Uber, which raised more than $24.2 billion since launching in 2009, has been one of the biggest players in the on-demand economy. The company launched Uber Health, a B2B ride-hailing platform for health care services providers — including home care agencies — in March.

An ongoing goal for Uber Health in 2019 is to further promote independence and mobility among older adults in the U.S., Dan Trigub, head of business development for Uber Health, told HHCN.

“This is a really big year for us and a big area of focus for us, building deeper relations across the spectrum of health care delivery,” Trigub, who spoke to HHCN while attending a 24Hr HomeCare leadership event in San Francisco, said. “We believe that in elder care, working with senior living operators and home care providers, there’s a lot of work to be done.”

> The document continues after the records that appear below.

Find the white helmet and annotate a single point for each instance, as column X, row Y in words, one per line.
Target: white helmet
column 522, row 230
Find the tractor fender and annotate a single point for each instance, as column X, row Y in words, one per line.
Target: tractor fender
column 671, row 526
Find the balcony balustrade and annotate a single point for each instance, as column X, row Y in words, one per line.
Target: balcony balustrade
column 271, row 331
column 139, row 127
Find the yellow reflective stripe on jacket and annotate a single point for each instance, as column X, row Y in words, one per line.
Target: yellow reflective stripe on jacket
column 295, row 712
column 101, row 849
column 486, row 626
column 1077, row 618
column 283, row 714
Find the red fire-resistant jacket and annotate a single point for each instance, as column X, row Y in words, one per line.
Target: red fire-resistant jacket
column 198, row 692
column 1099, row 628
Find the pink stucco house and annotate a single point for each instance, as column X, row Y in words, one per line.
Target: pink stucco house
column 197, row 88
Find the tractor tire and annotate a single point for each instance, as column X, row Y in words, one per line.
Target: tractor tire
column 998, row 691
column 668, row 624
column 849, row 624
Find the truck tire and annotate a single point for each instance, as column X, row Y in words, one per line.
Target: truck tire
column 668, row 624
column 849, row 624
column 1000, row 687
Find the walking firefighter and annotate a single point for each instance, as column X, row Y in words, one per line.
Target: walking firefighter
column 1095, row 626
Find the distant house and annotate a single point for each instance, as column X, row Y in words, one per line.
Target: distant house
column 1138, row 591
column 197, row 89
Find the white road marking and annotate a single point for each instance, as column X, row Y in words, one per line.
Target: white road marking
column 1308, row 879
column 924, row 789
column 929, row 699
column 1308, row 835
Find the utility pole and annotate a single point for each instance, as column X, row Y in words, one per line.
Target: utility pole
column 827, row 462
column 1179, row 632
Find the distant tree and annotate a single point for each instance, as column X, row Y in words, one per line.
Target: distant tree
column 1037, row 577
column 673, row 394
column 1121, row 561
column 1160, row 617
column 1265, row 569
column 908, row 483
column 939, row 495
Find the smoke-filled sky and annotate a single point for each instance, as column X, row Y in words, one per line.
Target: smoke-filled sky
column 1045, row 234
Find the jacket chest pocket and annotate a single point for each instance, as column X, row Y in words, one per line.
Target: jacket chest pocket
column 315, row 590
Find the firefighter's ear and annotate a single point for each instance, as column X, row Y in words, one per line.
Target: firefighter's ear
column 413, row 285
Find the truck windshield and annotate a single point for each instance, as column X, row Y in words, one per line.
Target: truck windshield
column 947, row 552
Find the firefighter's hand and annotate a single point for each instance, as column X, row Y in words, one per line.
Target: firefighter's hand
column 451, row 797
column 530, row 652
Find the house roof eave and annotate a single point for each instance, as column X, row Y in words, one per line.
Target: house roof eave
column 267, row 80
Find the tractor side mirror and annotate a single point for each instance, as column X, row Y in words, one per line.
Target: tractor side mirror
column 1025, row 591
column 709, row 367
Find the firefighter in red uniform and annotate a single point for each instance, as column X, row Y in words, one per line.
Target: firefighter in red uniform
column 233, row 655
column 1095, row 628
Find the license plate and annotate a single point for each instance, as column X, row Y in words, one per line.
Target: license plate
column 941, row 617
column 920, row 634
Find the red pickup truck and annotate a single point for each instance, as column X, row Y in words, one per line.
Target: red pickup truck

Besides working with home care companies on transportation services for clients, Uber Health has also turned its attention to caregivers, helping agencies reduce liability risks with their workforce.

“There’s so much that can be done, not even just for the people that [agencies] care for but also for their caregivers,” Trigub said. “For an agency owner or home care provider, there’s always concerns of insurance, risk and liability with, ‘What if my caregiver gets into an accident while with a client?’ Many times, home care agencies don’t have the proper insurance or don’t even want to provide that service.”

Uber Health provides an additional $1 million of excess auto and general liability coverage on all of its rides.

Teaming up with home care agencies has been personally rewarding for Trigub, whose family owns one of the largest privately owned home care businesses in the Bay Area.

“It’s been a business in my family for over 15 years now,” he said. “I’m intimately familiar with the industry, the needs of our aging population and the home care business.”